Celui-ci est alors un champ d'expérience et de recherche
irremplaçable. Il est aussi un moyen pour ceux qui y
participent, d'améliorer largement leur usage du langage -de
tout langage. A ces deux idées, on peut encore en ajouter deux
autres :
9.3.1. Celle d'abord d'une double relation entre
les mots et entre les choses. L'articulation des mots sert à
articuler des rapports entre les choses. Ces derniers, bien
sûr, ne fonctionnent que parce que les choses ont des
qualités et des propriétés qui se prêtent
à ces rapports. (Voir R. Caillois.)
On comprend "les dents de la mer" parce qu'on est
capable de penser que les dents de la mer sont dans la bouche du
requin. Dans un autre contexte, on aurait pu comprendre que les dents
de la mer sont les vagues qui croquent la falaise. Dans les deux cas,
ce ne sont pas des inférences purement syntaxiques et logiques
qui sont mises en jeu, mais des analogies entre les choses.

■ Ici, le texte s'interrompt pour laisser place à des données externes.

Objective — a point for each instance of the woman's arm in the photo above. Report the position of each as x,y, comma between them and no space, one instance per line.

Ces relations analogiques sont ce qu'on peut
proprement qualifier de "poétique", par opposition à
des relations logiques (analytiques, syntaxiques) intrinsèques
au système linguistique.
9.3.2. Cette "poésie" est moins un genre littéraire, une activité esthétiques, un emploi particulier de la langue, qu'une dimension toujours en jeu, à quelque degré que ce soit, dans tout énoncé.
9.3.2.1. La poésie est à la logique
ce que la synthèse est à l'analyse.
Gabrielle Lusser Rico cite, dans "Writing the
natural way", le cas d'un écolier à qui le professeur
demande ce qu'est l'infini. Après hésitation, il
répond que c'est comme le couvercle des boîtes de
crème glacée. Sur ceux-ci est en effet
représenté quelqu'un qui mange une boîte avec le
couvercle ouvert qui représente la même image, et ainsi
de suite. C'est là une bonne représentation de
l'infini. L'enfant n'est pas capable de donner une définition,
mais il peut donner une bonne représentation. Il aurait pu
donner la définition sans être capable de se faire la
moindre représentation.
9.3.2.2. Voici donc la quatrième
idée forte que je tenais à présenter. Je ne
tiens pas à me situer dans une activité
esthétique, culturelle dans le sens où l'on peut
opposer une "culture des humanités" à une "culture
techno-scientifique". Cette fracture dans la culture contemporaine,
qui se retrouve dans celle entre sciences humaines et science
exactes, paraît depuis peu se cautériser à l'aide
d'une troisième venue : les sciences cognitives. Je ne leur
prête pas particulièrement allégeance mais me
réjouis de cette médiation.
La langue est d'abord à mes yeux l'outil
privilégié de la pensée; et l'écrit un
procédé pour accroître sa puissance, permettant
de remonter le courant de la pensée.
Comme je l'ai relevé plus haut, les notions
d'expression et de communication sont trompeuses. Elles
éludent celles bien plus pertinentes d'énonciation et
de cognition.
9.3.3. De ce point de vue, la dénomination
anglaise de Creative writing définit beaucoup mieux ce qui est
en jeu, ou devrait l'être : écriture créatrice ;
créativité de l'écriture.
On peut dans certains cas, sans doute, se
cantonner à un emploi de l'écrit, de la parole,
à la seule communication, à la répétition
d'idées, de connaissances qui seraient déjà
là, acquises, et donc, d'une manière ou d'une autre,
déjà inscrites. Le problème est plutôt
d'employer la langue à découvrir de telles
idées, de telles connaissances, c'est à dire à
les créer.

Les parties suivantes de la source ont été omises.